To a hammer, goes the saying, the world is a nail. Perhaps to an economics writer, even a distinguished one like David Leonhardt of the New York Times, the world is an economics equation. And perhaps that is what has led Leonhardt astray in a post to the Times' Economix blog, "The Declining Payoff From Black Colleges."

Leonhardt's "Declining Payoff" post responded to reactions he received to a previous post, "Revisiting the Value of Elite Colleges." In the course of reporting that research indicated that most graduates of elite colleges like Harvard and MIT don't make higher incomes than those who graduate from good but non-elite colleges, Leonhardt noted that the rule did not seem to apply to "black students, Latino students, low-income students and students whose parents did not graduate from college," for whom attending an elite college appeared to translate into higher earnings. "Students who choose a historically black college over an elite college," he wrote, "may be hurting their future earnings potential."

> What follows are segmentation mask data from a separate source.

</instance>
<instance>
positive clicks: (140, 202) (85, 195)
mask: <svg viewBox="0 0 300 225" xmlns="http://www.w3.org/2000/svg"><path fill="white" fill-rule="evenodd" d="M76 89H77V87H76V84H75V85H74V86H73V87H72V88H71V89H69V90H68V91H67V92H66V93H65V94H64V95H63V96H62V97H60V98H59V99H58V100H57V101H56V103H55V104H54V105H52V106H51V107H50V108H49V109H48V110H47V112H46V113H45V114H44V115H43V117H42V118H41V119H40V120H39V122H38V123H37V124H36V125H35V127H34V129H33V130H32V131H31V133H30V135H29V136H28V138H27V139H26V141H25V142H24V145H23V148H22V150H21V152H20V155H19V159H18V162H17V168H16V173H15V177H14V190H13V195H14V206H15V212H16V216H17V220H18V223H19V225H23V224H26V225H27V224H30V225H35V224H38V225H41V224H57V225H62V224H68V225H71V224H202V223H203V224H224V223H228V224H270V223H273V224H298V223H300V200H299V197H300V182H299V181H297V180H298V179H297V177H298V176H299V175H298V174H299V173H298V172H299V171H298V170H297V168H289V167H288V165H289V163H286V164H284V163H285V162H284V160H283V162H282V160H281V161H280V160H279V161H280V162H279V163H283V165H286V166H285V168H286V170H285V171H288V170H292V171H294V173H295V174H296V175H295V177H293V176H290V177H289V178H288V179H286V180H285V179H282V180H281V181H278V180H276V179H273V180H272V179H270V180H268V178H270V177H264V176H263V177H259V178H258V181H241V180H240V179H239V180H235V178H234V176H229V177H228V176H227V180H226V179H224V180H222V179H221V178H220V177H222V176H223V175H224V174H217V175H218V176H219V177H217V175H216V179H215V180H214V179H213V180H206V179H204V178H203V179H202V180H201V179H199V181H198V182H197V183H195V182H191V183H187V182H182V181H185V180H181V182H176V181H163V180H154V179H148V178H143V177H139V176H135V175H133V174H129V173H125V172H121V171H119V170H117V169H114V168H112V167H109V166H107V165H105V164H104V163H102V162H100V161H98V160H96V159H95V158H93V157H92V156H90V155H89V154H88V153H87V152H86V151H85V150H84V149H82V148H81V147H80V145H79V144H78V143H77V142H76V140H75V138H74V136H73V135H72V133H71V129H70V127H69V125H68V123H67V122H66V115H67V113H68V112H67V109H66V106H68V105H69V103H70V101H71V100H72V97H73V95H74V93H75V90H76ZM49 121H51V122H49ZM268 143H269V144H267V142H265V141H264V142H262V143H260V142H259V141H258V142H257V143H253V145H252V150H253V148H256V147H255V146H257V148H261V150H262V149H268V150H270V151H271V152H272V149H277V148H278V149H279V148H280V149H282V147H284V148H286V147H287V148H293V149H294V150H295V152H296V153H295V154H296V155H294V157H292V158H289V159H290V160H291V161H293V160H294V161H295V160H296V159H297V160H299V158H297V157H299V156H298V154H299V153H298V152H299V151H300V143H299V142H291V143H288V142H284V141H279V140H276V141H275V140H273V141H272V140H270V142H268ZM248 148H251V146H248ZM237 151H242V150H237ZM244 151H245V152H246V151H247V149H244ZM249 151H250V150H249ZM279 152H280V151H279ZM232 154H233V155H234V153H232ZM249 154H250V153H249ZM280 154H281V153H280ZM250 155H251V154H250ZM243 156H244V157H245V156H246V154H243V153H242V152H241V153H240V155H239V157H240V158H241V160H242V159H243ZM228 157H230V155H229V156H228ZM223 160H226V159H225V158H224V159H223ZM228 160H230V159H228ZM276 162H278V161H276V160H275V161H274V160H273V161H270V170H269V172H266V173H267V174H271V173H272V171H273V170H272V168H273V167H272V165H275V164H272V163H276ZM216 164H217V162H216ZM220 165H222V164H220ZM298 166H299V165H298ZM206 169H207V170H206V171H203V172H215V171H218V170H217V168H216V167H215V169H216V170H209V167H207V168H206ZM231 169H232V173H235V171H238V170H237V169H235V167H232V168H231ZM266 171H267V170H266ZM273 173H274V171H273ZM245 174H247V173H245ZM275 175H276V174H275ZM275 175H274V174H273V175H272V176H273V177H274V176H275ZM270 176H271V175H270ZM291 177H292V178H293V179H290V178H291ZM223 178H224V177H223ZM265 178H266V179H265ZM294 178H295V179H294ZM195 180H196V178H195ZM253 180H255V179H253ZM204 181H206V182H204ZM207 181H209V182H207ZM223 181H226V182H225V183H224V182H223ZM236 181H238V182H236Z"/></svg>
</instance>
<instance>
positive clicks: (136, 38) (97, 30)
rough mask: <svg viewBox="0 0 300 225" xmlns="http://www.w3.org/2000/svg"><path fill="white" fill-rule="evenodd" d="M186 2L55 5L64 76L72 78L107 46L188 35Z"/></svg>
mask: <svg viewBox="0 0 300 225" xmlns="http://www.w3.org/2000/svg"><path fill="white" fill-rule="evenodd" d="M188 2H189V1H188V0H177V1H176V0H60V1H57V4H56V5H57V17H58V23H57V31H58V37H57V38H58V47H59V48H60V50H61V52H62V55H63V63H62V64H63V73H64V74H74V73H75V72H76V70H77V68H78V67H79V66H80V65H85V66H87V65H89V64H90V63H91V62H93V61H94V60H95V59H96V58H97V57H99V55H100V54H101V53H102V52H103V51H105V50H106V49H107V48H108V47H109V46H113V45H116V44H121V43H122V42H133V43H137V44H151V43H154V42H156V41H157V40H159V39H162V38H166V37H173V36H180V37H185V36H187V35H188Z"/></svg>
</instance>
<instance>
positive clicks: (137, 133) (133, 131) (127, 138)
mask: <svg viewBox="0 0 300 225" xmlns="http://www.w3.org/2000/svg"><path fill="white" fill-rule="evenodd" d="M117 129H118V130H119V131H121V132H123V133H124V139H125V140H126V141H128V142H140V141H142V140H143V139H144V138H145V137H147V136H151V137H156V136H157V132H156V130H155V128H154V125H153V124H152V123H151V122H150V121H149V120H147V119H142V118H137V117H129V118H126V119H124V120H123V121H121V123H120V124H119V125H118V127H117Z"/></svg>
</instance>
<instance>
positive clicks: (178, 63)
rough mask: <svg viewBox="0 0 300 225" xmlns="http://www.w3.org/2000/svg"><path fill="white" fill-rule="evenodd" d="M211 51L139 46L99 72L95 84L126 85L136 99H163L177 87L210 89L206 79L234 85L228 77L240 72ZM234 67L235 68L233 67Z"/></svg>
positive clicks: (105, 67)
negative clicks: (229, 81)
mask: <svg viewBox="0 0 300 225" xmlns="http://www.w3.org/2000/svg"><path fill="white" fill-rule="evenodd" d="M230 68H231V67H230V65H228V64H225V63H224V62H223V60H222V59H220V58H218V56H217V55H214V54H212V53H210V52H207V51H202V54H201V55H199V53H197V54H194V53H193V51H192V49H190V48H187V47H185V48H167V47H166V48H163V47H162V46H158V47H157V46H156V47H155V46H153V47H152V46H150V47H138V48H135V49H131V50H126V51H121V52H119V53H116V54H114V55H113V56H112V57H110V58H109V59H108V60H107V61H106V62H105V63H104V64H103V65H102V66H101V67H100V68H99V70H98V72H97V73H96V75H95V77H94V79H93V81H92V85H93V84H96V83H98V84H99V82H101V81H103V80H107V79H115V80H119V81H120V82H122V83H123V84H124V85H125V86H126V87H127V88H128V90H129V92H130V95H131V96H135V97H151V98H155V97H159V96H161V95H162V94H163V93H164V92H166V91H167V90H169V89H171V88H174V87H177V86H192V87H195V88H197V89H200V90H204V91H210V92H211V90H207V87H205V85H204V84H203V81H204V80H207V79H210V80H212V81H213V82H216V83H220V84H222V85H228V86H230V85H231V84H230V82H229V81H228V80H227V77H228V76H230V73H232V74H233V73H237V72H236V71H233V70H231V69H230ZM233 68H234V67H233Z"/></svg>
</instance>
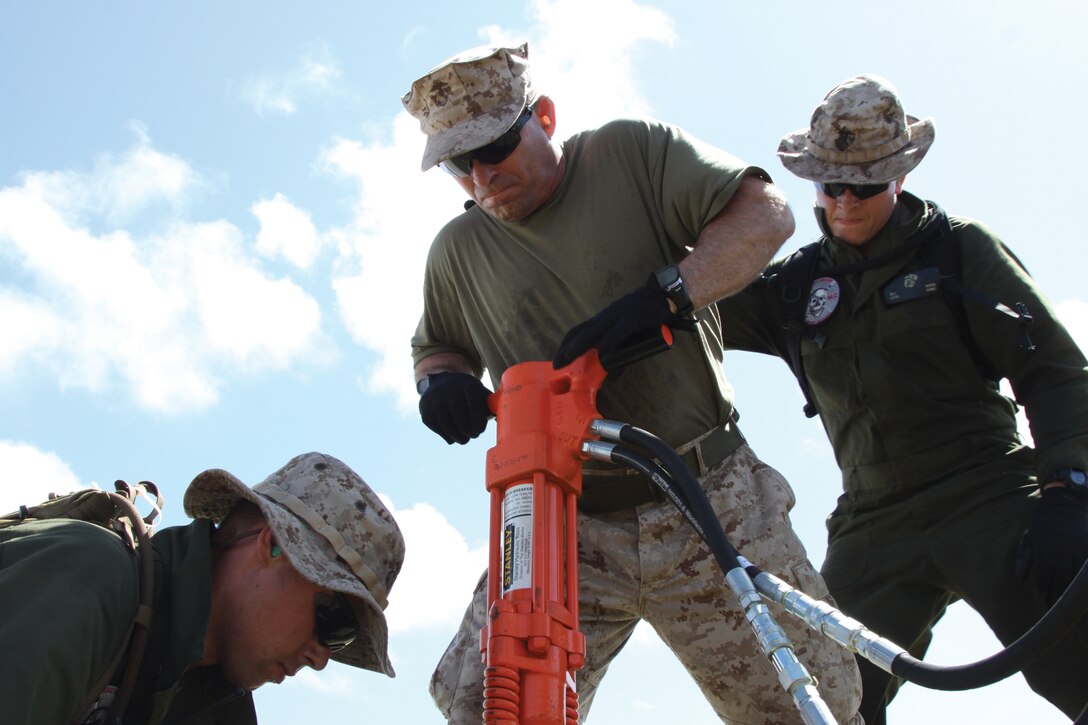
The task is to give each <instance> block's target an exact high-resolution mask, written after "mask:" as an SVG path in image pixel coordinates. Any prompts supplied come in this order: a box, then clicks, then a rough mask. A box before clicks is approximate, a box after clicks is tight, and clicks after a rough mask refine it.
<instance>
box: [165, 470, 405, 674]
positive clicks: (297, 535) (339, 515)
mask: <svg viewBox="0 0 1088 725" xmlns="http://www.w3.org/2000/svg"><path fill="white" fill-rule="evenodd" d="M240 500H245V501H250V502H252V503H255V504H257V505H258V506H259V507H260V509H261V512H262V513H263V514H264V520H267V521H268V524H269V527H270V528H271V529H272V532H273V534H275V540H276V543H277V544H279V545H280V548H281V549H282V550H283V552H284V554H286V556H287V560H288V561H289V562H290V563H292V565H293V566H294V567H295V568H296V569H297V570H298V573H299V574H301V575H302V576H304V577H306V578H307V579H308V580H310V581H312V582H313V583H316V585H318V586H319V587H325V588H327V589H331V590H333V591H339V592H344V593H345V594H348V595H349V597H351V598H353V604H354V607H353V609H355V613H356V616H357V617H358V618H359V625H360V627H361V630H360V632H359V636H358V637H357V638H356V639H355V641H354V642H351V643H350V644H348V646H347V647H345V648H344V649H342V650H338V651H336V652H333V653H332V655H331V656H332V659H333V660H336V661H337V662H343V663H344V664H349V665H353V666H356V667H364V668H367V669H372V671H374V672H380V673H384V674H386V675H388V676H390V677H393V676H394V675H395V673H394V672H393V665H392V663H391V662H390V656H388V626H387V625H386V623H385V615H384V614H383V611H384V610H385V606H386V604H387V601H386V598H387V597H388V593H390V589H391V588H392V587H393V581H394V580H395V579H396V578H397V573H398V572H400V565H401V564H403V563H404V555H405V542H404V537H401V536H400V529H399V528H398V527H397V524H396V521H394V520H393V516H392V515H391V514H390V512H388V509H386V508H385V506H384V504H382V502H381V501H380V500H379V499H378V495H376V494H375V493H374V492H373V491H372V490H371V489H370V487H369V486H367V483H366V481H363V480H362V479H361V478H359V476H358V474H356V472H355V471H354V470H351V469H350V468H349V467H348V466H347V465H345V464H344V463H343V462H341V460H337V459H336V458H333V457H332V456H329V455H324V454H322V453H307V454H305V455H300V456H295V457H294V458H292V459H290V460H289V462H287V464H286V465H285V466H284V467H283V468H281V469H280V470H277V471H276V472H274V474H272V475H271V476H269V477H268V478H267V479H264V480H263V481H261V482H260V483H258V484H257V486H255V487H254V488H252V489H250V488H249V487H248V486H246V484H245V483H243V482H242V481H239V480H238V479H237V478H235V477H234V476H233V475H231V474H228V472H227V471H225V470H222V469H220V468H213V469H210V470H206V471H203V472H202V474H200V475H198V476H197V477H196V478H195V479H193V482H191V483H190V484H189V488H188V489H187V490H186V491H185V513H186V514H188V515H189V516H190V517H193V518H207V519H211V520H212V521H214V523H217V524H220V523H222V521H223V519H224V518H226V515H227V514H230V513H231V509H232V508H234V505H235V504H236V503H238V501H240Z"/></svg>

In his "Declining Payoff" post, Leonhardt doubled down on his argument. "There's more evidence for this finding than I knew," he wrote, citing a study by economists at Harvard and MIT. Much further down in the post, he includes the caveat, "Of course, wages are just one measure of a student's satisfaction with a school."

Now, that should have been his headline: Wages are, indeed, just one measure of a student's satisfaction with a school. And they are just one measure of a college's importance, not only to the students who attend it, but to the society at large.

Take the group of students that Leonhardt refers to in the first post: black and Latino students, low-income students and first-generation learners — students whose parents did not graduate from college. For how many of them is attending an Ivy League school a realistic option? Yet, those are the students most in need of a college education, and whom the economy and country most need to get one. With the economy's growing need for college-educated workers, and with significant percentages of higher-income students already on track for college, those are the groups on whose education we need to focus.


In fact, of course, picking a college is a uniquely personal decision, not subject to a simple (and simplistic) scan of postgraduation earnings statistics. Students and their parents understand this, even if economists don't. A soon-to-be-published study by UNCF's Patterson Research Institute (with support from the Mellon Foundation) found that HBCU students are acutely aware of what a college offers them. They know themselves, and they know what they need and want from a college. How much access to faculty members do they need? Which colleges offer the academic programs that lead to the career path they want? 

"I wanted to attend a small college that would allow me to really … thrive. I wanted to know my professors," a student at one of UNCF's member HBCUs told the researchers who conducted the Patterson Research Institute study. "I wanted to have small classes, and I also wanted an institution that was known for academic excellence … and of the historically black colleges that I considered, Brooksville College [not its real name; participants were promised anonymity for themselves and their colleges], definitely emerged as number one just because of its reputation for producing … women who serve."

And which colleges provide an education that guides you not only to professional success but also to service to the community and the country? There's an answer to that. Washington Monthly ranks colleges each year on what they contribute to the public good in terms of social mobility, research and service. An HBCU, Morehouse, was ranked first among more than 250 liberal arts colleges, with three HBCUs ranking in the top 15 and six in the top 30. Three more (there are only 47 private HBCUs in the country) are among the top 30 baccalaureate institutions. Morehouse places just ahead of Bryn Mawr and Swarthmore; Spelman College ahead of Wellesley and Bowdoin; and Tougaloo College in Mississippi ahead of Bates and Smith colleges.

Leonhardt does quote the Harvard and MIT researchers as admitting that "[o]n the positive side, HBCU attendees became relatively more likely to be engaged in social, political and philanthropic activities." But he follows with their observation that even among graduates who go into public-sector and nonprofit work, elite college alumni make more on average than HBCU alums do. Similarly, Leonhardt quotes the researchers that "the most qualified African Americans were increasingly choosing HBCUs," but seems to trump that fact by adding that they still make lower incomes.

Making a good income is a perfectly legitimate reason for choosing a college. But it should not be the only reason. To devote such focused attention to a college's record of producing high earners gives that consideration a primacy it doesn't deserve.

Michael Lomax is president and CEO of UNCF (the United Negro College Fund). He is a contributing editor for The Root.